Das ist nicht übertrieben.
Schau dir DeFi an, Code-Audits sind Standard, jede Transaktion auf der Blockchain ist nachvollziehbar. Aber wenn es um die Kernentscheidungen geht – den KI-Inferenzprozess – da wird’s dunkel. Wusstest du, dass die Modellversion heimlich gewechselt wurde? Hast du bemerkt, dass die System-Prompts geändert wurden? Ist dir aufgefallen, dass die Ergebnisse durch eine Filterung gegangen sind? Alles ist intransparent. Eine KI, die dein Geld verwaltet, und du fragst nicht einmal, was sie denkt? Das ist doch lächerlich.
@OpenGradient ist genau an diesem Punkt festgefahren.
Es geht nicht um das Rumspielen mit der Public Blockchain, sondern um die KI-Co-Processing-Schicht. Die Inferenzaufgaben werden an die GPU-Knoten im Netzwerk ausgelagert, und nachdem sie fertig sind, bringen sie kryptografische Beweise zurück, die dann auf der Blockchain verankert werden. Ausführung ist Ausführung, Verifizierung ist Verifizierung, jeder hat seine eigenen Aufgaben. Die Anfragen gehen direkt an die Inferenzknoten, ohne den Blockchain-Kram, mit Latenz auf Web2-Niveau; die Beweise werden asynchron eingereicht, das wird langsam geprüft. Geschwindigkeit und Vertrauen, da musst du dich nicht entscheiden.
Die Validierung erfolgt in drei Schichten: ZKML für risikoreiche DeFi-Entscheidungen, mathematische Gewissheit; TEE für LLM-Inferenz, Hardware-Schutz nahezu ohne Kosten; Basis-Signaturen für risikoarme Szenarien. Das ist kein Kompromiss, das ist pragmatisch – nicht jede Inferenz verdient es, auf ZK zu laufen.
Daten sind harte Fakten. Das Mainnet hat über 4400 Modelle gehostet, mehr als 2 Millionen verifizierbare Inferenzvorgänge und über 500.000 Beweise. Das Team kommt von Two Sigma und Palantir, a16z und Coinbase Ventures haben 9,5 Millionen Dollar investiert. Das ist kein Luftschloss-Projekt.

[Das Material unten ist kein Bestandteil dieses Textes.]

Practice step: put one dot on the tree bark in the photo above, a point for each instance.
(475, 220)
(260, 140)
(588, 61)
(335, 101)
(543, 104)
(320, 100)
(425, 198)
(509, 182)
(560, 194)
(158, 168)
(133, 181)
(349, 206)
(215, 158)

Das größte Hindernis war nie die Technik, sondern dass die Leute „verifizierbare Inferenz“ noch nicht ernst nehmen. Wenn eines Tages Solidity direkt KI-Modelle aufruft und die Ergebnisse automatisch Beweise mitbringen – glaub mir, dann ist der Zeitpunkt zum Einsteigen nicht mehr so günstig wie jetzt.
Das Zeitfenster ist so kurz. Schau dir das gut an.